Transactions can be logically grouped by their name within a project. This means that transactions with the same name most likely indicate the same operation or code path, while transactions with different names usually indicate different operations. We prioritize low-volume transactions for the same reason we prioritize low-volume projects – so they don't get drowned out by high-volume transactions. We want to make sure that transactions representing low-volume code paths are sampled in enough quantities to generate a complete view of your application.

Our automated retention priorities work well in a generic manner to collect a baseline of samples because they prioritize retaining data that is valuable for any customer at any given time. However, there are certain scenarios, such as investigating a particular issue, when very specific data becomes temporarily more important. In such cases, sometimes the automated sampling priorities do not provide enough samples, so you may want to create investigation rules.

Investigation rules are sampling rules that can be created through the Sentry UI to temporarily boost the amount of transactions collected for a particular scenario (for example, transactions with specific tag values, etc.). These rules can be created to retain more samples when too few (less than 5) are currently available.

When you perform a query on transactions either in Discover or in Transaction Summary and receive fewer than 5 samples, you can click "Get Samples" to create a new investigation rule to retain more samples of transactions for the respective query.

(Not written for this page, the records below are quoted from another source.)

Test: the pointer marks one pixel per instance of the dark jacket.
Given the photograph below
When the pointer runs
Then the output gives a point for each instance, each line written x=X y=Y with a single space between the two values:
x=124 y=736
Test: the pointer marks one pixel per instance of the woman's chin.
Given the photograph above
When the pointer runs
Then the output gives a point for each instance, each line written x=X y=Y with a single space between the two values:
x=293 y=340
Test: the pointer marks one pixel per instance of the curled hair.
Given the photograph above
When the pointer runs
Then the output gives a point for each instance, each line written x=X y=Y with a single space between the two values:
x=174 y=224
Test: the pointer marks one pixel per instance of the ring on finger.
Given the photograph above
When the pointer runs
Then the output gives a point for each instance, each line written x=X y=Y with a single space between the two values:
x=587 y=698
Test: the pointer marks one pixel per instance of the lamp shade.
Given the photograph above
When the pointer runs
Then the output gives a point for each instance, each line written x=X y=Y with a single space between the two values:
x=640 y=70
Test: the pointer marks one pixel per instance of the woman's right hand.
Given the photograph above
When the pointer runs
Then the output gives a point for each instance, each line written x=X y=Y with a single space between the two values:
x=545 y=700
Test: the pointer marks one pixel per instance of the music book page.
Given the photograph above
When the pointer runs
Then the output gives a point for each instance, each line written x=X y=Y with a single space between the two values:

Investigation Mode in Discover

Clicking this button triggers the creation of an investigation rule for the respective query. After the successful creation of the rule, a notification will appear and the button for creating the investigation rule will be replaced by a message specifying that the investigation is in progress and the amount of time since it has been active.

Rule successfully created

If a user performs the same search later and the investigation is still active, the notification will indicate that there is an active rule collecting data for the query.

Creating a rule is also possible from the Transaction Summary page in Performance.

Investigation Mode in Transaction Summary

Once created, a rule remains active for up to 48h or until 100 samples are collected. You will be notified via email once the collection is completed.

Investigation sampling rules apply to transactions and do not guarantee sampling of full traces. A maximum of 50 sampling rules can exist simultaneously.

Sentry automatically deprioritizes the following transactions:

We deprioritize health check type transactions because while they're important for checking the stability of your application, they don't have any value beyond the task associated with them. We consider a transaction to be a health check if its name matches one of the following glob patterns:

  • *healthcheck*
  • *heartbeat*
  • */health
  • */healthy
  • */healthz
  • */live
  • */livez
  • */ready
  • */readyz
  • */ping

To make changes to a project's retention priorities in Sentry, go to Settings > Projects, select the project you're interested in, then scroll down to "Performance" in the "PROCESSING" section and make any updates under "RETENTION PRIORITIES" using the toggles. Each of your projects can have an individual set of retention priorities.

To give Sentry the fullest, most accurate picture of your application’s health, we recommend that you send us 100% of your transactions. You can do this by setting your tracesSampleRate to 1.0. If this isn't feasible for your organization, set a lower value, or switch to sampling selectively by using the tracesSampler to filter your transactions based on contextual data. Note that when calculating throughput, transaction metering is based on received transactions not stored transactions.